Isoniazid-Associated Hepatitis

Abstract
In February 1970, 2,321 Capitol Hill employees who were reactors to tuberculin began isoniazid chemoprophylaxis. During the following 9 months, 19 of these employees manifested clinical signs of liver disease. In 9 of the 19, illness began within the first 60 days of isoniazid therapy; the other 10 became ill during the ensuing 6 months. Symptoms included fatigue, anorexia, fever, and gastrointestinal distress; 13 of the 19 were jaundiced, and 2 died. Ten of the patients were women and 9 were men; their mean age was 49.4 years. They could not be linked by person-to-person contacts or by common associations except that each one had taken isoniazid before onset of hepatitis.

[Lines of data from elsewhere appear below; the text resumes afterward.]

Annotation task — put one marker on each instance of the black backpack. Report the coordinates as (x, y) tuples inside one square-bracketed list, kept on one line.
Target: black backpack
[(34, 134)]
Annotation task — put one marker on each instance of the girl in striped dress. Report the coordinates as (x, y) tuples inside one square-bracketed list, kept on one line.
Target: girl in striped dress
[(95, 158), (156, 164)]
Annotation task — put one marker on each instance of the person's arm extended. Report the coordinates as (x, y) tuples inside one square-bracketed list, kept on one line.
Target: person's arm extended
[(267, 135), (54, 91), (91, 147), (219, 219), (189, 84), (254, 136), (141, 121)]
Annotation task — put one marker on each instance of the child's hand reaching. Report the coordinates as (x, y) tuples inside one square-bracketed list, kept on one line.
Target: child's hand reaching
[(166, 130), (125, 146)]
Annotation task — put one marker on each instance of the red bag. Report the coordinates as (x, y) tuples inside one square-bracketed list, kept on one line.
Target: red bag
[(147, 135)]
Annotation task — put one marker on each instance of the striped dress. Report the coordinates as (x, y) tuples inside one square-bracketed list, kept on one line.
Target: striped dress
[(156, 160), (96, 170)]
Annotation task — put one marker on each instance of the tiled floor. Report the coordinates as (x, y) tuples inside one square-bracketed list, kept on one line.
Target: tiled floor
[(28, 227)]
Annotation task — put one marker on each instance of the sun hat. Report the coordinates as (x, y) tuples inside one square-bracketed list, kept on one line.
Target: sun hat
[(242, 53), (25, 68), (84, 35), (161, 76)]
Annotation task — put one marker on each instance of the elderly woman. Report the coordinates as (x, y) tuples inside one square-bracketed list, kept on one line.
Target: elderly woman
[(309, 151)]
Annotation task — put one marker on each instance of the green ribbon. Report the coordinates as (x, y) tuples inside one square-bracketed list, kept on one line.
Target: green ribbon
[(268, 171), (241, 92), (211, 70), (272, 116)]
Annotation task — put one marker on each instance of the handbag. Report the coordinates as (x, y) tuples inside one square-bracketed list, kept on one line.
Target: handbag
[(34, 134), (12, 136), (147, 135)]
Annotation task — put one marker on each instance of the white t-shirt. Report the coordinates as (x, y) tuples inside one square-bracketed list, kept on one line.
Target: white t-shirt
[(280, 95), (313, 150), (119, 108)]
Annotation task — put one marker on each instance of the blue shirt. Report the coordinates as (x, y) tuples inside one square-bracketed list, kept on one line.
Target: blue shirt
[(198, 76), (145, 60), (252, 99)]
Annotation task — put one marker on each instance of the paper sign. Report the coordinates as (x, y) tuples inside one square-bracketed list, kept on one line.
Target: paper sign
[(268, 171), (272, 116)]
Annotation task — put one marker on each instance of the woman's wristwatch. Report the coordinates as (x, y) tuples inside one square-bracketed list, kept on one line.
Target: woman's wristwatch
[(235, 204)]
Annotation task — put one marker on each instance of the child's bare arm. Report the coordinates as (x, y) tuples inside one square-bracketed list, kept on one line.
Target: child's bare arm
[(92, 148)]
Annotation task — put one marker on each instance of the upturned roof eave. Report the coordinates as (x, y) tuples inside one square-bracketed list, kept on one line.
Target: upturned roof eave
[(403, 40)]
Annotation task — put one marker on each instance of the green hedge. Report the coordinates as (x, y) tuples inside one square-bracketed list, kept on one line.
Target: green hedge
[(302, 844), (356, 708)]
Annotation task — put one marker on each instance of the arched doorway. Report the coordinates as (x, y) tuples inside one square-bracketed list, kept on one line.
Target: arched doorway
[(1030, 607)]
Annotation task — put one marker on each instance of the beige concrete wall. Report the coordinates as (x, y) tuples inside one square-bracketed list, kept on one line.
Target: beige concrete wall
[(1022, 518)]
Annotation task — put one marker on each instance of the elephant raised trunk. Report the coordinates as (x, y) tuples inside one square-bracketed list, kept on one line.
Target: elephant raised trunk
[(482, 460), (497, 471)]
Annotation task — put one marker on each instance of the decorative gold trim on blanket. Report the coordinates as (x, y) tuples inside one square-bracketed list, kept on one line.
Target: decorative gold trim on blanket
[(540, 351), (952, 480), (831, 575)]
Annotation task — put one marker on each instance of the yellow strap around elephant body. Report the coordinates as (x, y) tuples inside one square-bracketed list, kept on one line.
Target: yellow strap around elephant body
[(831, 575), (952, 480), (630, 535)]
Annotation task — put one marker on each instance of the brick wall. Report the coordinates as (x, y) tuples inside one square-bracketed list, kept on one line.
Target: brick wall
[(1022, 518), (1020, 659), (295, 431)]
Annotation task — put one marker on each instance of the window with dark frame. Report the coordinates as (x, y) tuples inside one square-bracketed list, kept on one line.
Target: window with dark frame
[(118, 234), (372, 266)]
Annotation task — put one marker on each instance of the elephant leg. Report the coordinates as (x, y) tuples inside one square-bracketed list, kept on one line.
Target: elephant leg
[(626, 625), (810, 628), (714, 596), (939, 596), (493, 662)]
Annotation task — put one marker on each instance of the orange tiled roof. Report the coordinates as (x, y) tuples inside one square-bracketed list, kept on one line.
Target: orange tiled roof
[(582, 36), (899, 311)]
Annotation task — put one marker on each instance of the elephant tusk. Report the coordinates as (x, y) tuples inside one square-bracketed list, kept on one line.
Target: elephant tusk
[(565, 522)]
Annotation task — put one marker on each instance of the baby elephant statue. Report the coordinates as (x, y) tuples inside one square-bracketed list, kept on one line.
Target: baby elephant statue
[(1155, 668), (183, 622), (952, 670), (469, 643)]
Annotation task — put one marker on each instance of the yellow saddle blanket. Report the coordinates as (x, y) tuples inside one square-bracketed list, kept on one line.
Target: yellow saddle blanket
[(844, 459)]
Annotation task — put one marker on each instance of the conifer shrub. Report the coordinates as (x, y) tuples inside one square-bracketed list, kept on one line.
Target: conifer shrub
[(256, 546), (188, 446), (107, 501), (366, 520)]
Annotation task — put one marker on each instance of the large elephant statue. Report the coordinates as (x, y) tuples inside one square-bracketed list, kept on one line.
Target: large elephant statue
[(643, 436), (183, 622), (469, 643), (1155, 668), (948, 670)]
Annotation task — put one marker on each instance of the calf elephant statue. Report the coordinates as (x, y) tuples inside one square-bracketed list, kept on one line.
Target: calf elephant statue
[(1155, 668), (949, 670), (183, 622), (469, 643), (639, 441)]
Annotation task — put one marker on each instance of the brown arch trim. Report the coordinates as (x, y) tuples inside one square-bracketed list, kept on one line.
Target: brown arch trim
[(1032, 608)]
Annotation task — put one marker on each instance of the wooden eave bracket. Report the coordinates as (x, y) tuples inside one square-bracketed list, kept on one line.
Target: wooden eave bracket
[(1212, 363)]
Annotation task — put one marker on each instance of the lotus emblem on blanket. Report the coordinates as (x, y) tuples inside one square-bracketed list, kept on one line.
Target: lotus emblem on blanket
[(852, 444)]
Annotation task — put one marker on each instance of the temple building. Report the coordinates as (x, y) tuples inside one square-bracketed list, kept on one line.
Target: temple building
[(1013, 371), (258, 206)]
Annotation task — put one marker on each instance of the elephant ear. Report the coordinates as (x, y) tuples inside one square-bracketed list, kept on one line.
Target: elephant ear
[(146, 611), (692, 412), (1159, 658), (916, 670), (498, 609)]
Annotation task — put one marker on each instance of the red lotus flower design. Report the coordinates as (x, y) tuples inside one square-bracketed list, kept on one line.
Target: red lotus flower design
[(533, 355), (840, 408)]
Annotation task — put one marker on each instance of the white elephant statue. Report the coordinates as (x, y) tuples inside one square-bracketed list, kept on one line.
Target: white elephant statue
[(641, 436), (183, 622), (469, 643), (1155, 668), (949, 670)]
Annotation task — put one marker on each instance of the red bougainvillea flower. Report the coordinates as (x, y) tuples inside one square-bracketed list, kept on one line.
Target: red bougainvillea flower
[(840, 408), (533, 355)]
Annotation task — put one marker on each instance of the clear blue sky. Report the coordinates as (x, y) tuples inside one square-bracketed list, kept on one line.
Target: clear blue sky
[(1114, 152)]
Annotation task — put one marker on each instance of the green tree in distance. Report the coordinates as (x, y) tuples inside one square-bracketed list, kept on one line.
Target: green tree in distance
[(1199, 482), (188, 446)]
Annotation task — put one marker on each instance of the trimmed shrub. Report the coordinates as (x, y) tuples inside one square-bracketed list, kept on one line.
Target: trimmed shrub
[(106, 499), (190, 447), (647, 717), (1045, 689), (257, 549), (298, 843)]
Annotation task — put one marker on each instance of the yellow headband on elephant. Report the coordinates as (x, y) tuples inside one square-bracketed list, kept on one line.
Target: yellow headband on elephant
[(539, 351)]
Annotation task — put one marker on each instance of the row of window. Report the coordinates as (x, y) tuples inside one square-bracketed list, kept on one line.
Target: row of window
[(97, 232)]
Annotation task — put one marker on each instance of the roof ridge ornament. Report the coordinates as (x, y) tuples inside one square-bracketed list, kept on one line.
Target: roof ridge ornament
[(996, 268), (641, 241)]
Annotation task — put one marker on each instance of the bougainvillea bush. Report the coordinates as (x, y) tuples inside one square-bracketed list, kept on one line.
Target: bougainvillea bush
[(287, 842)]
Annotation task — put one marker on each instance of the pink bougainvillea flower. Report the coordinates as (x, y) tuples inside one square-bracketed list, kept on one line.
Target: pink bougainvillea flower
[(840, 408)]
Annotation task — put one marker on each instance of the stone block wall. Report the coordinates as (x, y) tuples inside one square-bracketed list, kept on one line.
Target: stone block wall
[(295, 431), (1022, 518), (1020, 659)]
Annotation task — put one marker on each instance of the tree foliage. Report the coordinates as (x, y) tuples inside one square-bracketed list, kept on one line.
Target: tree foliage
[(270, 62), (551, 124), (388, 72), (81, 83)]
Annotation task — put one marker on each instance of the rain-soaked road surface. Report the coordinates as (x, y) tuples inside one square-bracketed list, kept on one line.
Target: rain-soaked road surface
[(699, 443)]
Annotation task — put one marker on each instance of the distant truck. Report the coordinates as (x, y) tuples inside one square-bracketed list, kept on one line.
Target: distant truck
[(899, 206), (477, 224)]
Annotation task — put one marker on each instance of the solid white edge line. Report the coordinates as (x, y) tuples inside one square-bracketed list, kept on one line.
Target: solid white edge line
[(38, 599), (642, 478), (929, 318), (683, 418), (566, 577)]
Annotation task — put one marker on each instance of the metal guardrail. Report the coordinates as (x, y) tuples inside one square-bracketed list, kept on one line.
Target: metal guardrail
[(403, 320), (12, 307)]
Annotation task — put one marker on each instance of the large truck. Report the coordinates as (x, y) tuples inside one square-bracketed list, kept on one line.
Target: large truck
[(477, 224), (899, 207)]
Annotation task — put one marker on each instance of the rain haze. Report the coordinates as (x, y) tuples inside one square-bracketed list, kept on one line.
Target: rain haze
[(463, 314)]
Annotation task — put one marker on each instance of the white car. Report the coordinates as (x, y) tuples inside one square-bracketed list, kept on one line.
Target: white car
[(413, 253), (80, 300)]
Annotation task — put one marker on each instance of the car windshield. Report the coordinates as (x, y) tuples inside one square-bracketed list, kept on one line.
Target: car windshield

In a matched comparison group of 2,154 Capitol Hill employees who were unreactive to tuberculin and had not taken isoniazid, hepatitis developed in only one during the same 9-month period. Hepatitis did not occur during this same period in any of 260 tuberculin reactive employees who had declined isoniazid therapy. Although the incidence of liver disease among Capitol Hill employees who were taking isoniazid appears unusually high, the etiologic role of isoniazid remains obscure. Efforts are being made to determine whether the high rates of hepatitis associated with isoniazid in the Capitol Hill prophylaxis program were unique or reflected previously unrecognized morbidity with this drug.